La pression monte avant le dernier match en carrière de Roger Federer, ce vendredi soir en Laver Cup. Ses adversaires ne lui feront pas de cadeaux.

Roger Federer, qui plaisante avec l’Américain Frances Tiafoe, va vivre une soirée riche en émotions.

Roger Federer, qui plaisante avec l’Américain Frances Tiafoe, va vivre une soirée riche en émotions.

AFP

Adulé par certains, respecté par tous, Roger Federer va tirer un trait vendredi soir sur près de 25 années d’une carrière exceptionnelle dans le tennis en s’offrant comme bal d’adieu un double avec celui qui fut son plus grand rival, Rafael Nadal, à la Laver Cup, à Londres.

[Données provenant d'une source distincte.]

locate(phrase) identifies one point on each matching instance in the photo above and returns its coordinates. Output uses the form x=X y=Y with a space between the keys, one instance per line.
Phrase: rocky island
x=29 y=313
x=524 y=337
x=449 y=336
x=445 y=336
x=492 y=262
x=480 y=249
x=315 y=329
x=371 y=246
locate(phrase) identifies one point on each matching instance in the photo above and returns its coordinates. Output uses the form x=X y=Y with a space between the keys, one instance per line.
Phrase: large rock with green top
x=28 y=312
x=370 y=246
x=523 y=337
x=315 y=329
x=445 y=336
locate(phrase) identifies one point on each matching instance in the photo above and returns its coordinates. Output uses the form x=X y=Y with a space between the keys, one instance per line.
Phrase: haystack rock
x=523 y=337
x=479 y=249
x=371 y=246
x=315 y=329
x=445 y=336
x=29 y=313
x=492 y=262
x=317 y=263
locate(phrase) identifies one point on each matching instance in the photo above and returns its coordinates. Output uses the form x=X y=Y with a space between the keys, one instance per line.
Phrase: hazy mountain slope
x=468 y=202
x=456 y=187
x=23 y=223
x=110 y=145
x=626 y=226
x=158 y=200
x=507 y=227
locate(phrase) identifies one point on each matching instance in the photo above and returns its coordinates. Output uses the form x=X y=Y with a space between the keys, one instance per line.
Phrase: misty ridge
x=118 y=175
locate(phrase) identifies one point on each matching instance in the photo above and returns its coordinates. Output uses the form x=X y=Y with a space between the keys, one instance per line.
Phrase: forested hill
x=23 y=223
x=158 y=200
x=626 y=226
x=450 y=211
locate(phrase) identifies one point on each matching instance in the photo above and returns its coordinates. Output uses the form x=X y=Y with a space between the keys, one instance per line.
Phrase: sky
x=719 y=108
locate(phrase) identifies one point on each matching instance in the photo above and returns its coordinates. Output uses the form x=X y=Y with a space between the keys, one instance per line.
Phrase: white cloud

«Je ne sais pas si j’arriverai à gérer tout ça», a admis le Suisse, jeudi en conférence de presse, alors qu’on lui demandait s’il appréhendait la vague d’émotions qui le submergerait nécessairement à différents moments de cette journée unique.

157 finales en carrière

«J’ai eu des moments plus durs par le passé, j’ai été parfois horriblement nerveux, au cours de toutes ces années, avant des matches», a-t-il souligné. Avec 157 finales en carrière, dont 31 en Grand Chelem, pour 20 titres, dix aux Masters et même une – perdue – aux Jeux olympiques, on pourrait le penser immunisé contre le trac. Mais le fait que celui-ci n’ait jamais disparu explique sans doute sa longévité inégalée au sommet.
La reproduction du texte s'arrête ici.